On a hill far away stood an old rugged cross,
The emblem of suffering and shame;
And I love that old cross where the dearest and best
For a world of lost sinners was slain.
“The power of the cross performed mighty things and had continued to do so, even today, as long as it remains what it has always been, a cross! A symbol of death. The cross means one thing and only one thing: death by the most painful and humiliating means human beings could develop. It is a death of our sin; death of our selfishness; death of our pride. Its power dissolved once it changed from a thing of death to a thing of beauty; when men made it become an ornament, they could hang around their necks or on the rearview mirror in their car. As such it is revered today by millions who know absolutely nothing about its power. They interpret the “cross” as some burden they must carry: a strained relationship, a thankless job, a physical illness. With self-pitying pride, they say, “That’s my cross I have to carry.” Such interpretations are not what Jesus meant when He said, ‘Take up your cross and follow Me.’”
No, my dear friends, the cross destroys your established values and plans and creates its own values and plans. The cross is a cherished symbol of atonement, forgiveness, grace, and love. It always has its way. It wins by defeating its opponent and imposing its will on him. The cross always dominates. It never compromises, never barters, never negotiates, and never surrenders a point for the sake of making you feel good. It doesn’t look for peace; it only cares to destroy its opposition as fast as possible. It is a call to absolute surrender.
With perfect knowledge of all this Christ said:
“Those who want to come with me must say no to the things they want, pick up their crosses every day, and follow me” (Luke 9:23)
“So the cross not only brought Christ’s life to an end, but it also ends the life of every one of His faithful followers. It destroys the old pattern, the Adam pattern, in the believer’s life. Then the God who raised Christ from the dead raises the believer, and a new life begins.

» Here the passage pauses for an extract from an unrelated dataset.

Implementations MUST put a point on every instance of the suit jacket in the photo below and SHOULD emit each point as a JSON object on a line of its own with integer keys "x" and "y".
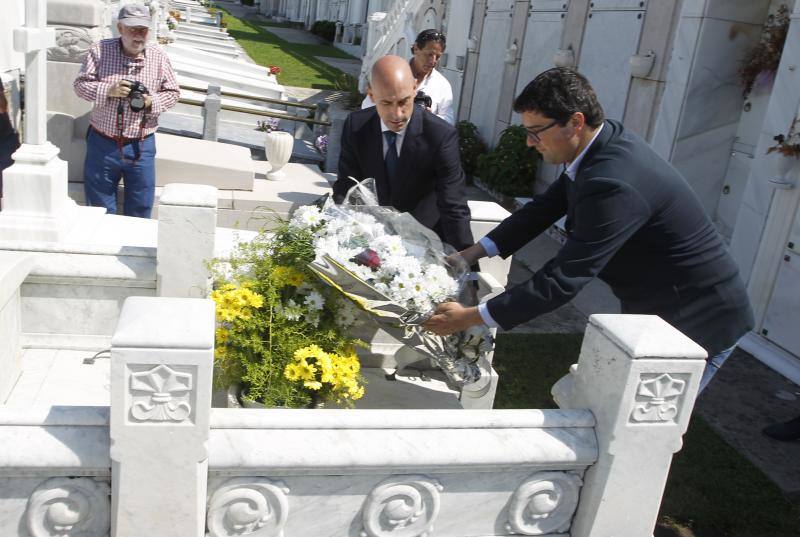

“The revolutionary work of the cross is the actual effect of our faith, and we can recognize the sharp difference of this work from that held by the rank and file of most evangelicals today. But we don’t dare qualify our position.
“The cross stands high above the opinions of men, and to that cross, all opinions will suffer judgment. Sure, shallow and worldly leadership attempts to modify the cross in the hope to please the entertainment-mad saints who will have their fun even within the very sanctuary, but for them to do so courts spiritual disaster and risks the anger of the Lamb turned Lion.
“Look, we can only do one of two things with the cross: flee from it or die from it. And if we are so foolhardy to flee you will put away the faith of our fathers and make your faith something other than it is. All you will have left is the empty confession of salvation, and the full power washed away.
“If you are ready to take up your cross, you must be willing to follow Jesus even if it means losing your closest friends; alienation from your family; loss of your reputation; losing your job; losing your life.”
If we are wise, we will do what Jesus did: endure the cross and despise its shame for the joy that is set before us. To do this is to submit the whole pattern of your life to be destroyed and built again in the power of an endless life. We will find that it is more than poetry, more than sweet Psalms and elevated feelings. The cross will cut into where it hurts worst, and won’t spare us nor our carefully cultivated reputations. It will defeat us and bring our selfish lives to an end. That is the only time we can rise in the fullness of life; to establish a pattern of living wholly new and free and full of good works.
The changed attitude toward the cross that we see in modern Churchs doesn’t prove that God has changed, nor that Christ has eased up on His demand that we carry the cross; it means that contemporary Christianity has moved away from the standards of the New Testament. So far, it will take nothing short of a new reformation to restore the cross to its right place in the theology and life of the Church.